Why fix it? I thought. It will just get chewed up again. So for months now, I have walked over the rug with the frayed corner, a little too frayed myself to really care.
With the threaded needle in one hand, I pulled the rug onto my lap, dirt and dog hair shaking down on my pants, the bench, the floor. I wasn’t really sure how to fix it now that the weave had been disrupted, and I just had that thread and a needle. I considered again just throwing it out, even at that late stage, because honestly, I have the money to buy a new one. I also considering washing it, folding it up, and taking it down to my mom’s house. She’s always good at fixing torn up things.
But I want to be good at fixing torn up things, too, I reminded myself. I want to hold broken, ripped things in my hands and with simple tools and simple attention make them whole again. I can figure this out, I tell myself, looking at the frayed mess.
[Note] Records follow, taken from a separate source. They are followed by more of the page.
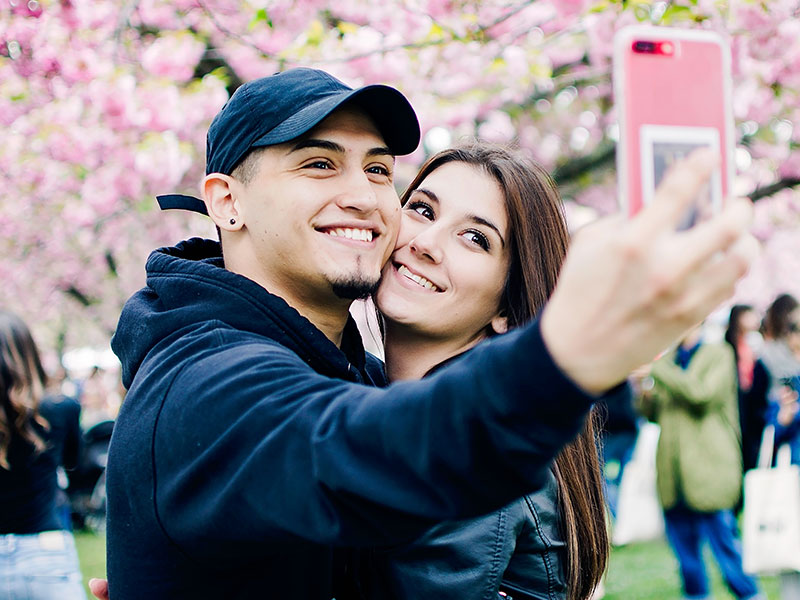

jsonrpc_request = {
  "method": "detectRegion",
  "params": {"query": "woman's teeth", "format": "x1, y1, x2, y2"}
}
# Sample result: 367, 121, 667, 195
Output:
397, 265, 440, 292
326, 228, 372, 242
As I start smoothing out the fibers, making sure the blues and the greens and the browns and the yellows are all going in the right direction, I hear the lyrics to Gungor‘s “This is Not the End” from my Pandora station. And somehow I know I was meant to sit here this day, at the end of a painful year, holding onto this little rug that nearly couldn’t be fixed, and figure it out.
This is not the end
This is not the end of this
We will open our eyes wide, wider
This is not our last
This is not our last breath
We will open our mouths wide, wider
And you know you’ll be alright
Oh and you know you’ll be alright
This is not the end
This is not the end of us
We will shine like the stars bright, brighter
I just start sewing. I pull the needle in and out, connecting the ripped up pieces of the rug together with each loop and circle, pulling tight when I put in a whole row of stitches at once. Pieces that originally didn’t even touch each other are now connected as the thread follows the needle everywhere I push it and everywhere I pull it.
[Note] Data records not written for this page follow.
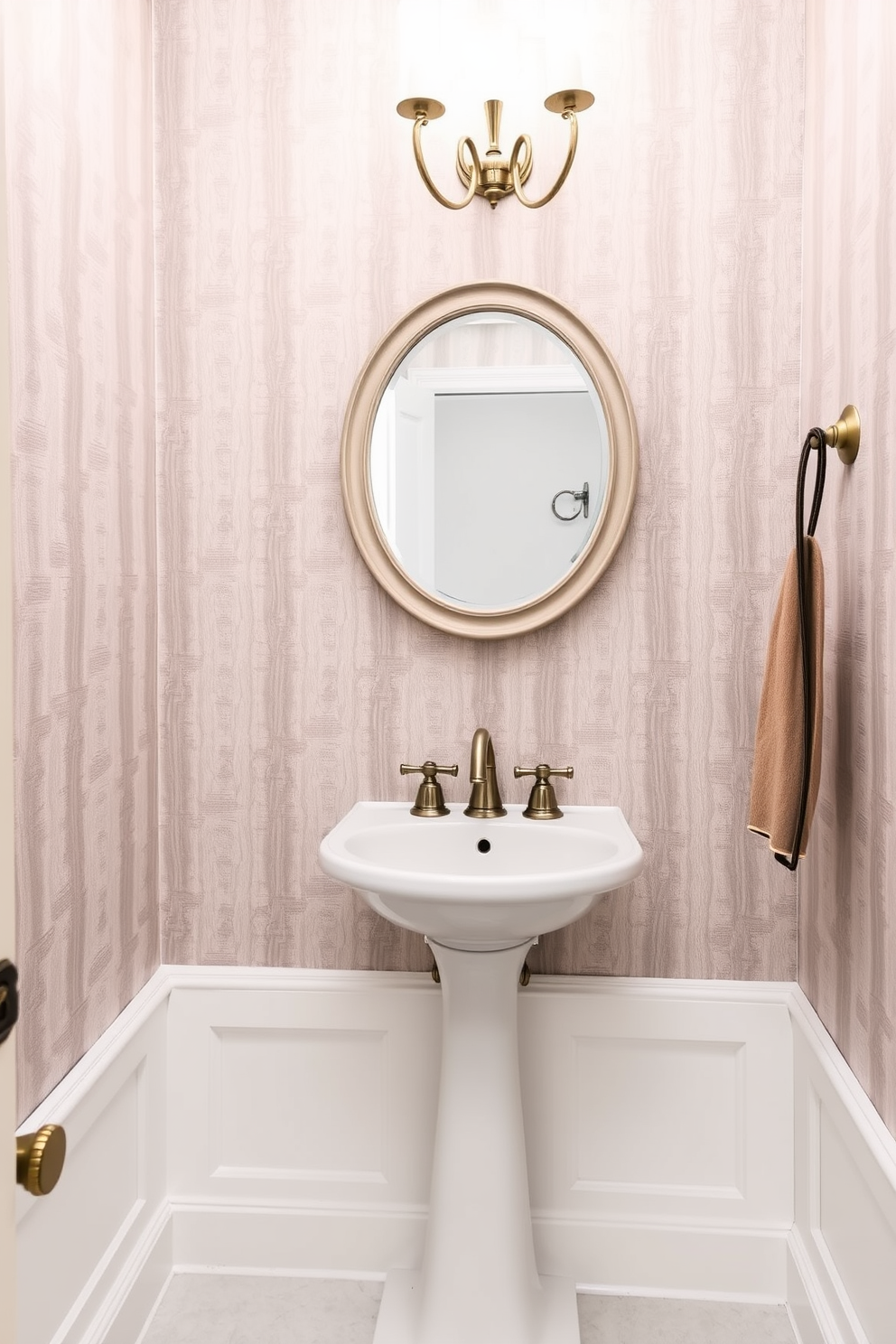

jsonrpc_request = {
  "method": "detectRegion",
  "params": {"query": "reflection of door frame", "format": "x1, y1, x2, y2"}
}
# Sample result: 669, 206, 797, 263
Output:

It’s not looking too good, this little corner of the rug, but as I keep sewing and adding stitches, the rug itself has resumed the shape of wholeness. And just because I think I should, I go back over the whole area, mimicking the pattern of the weave, hoping to create a little unity.
As I fix the rug, a little corner of me feels healed up and whole again, like what I am binding here on earth is being bound in heaven. And this little act of pulling thread behind a needle over and over again feels like the call to bring wholeness to other broken things. To be merciful, to be shown mercy.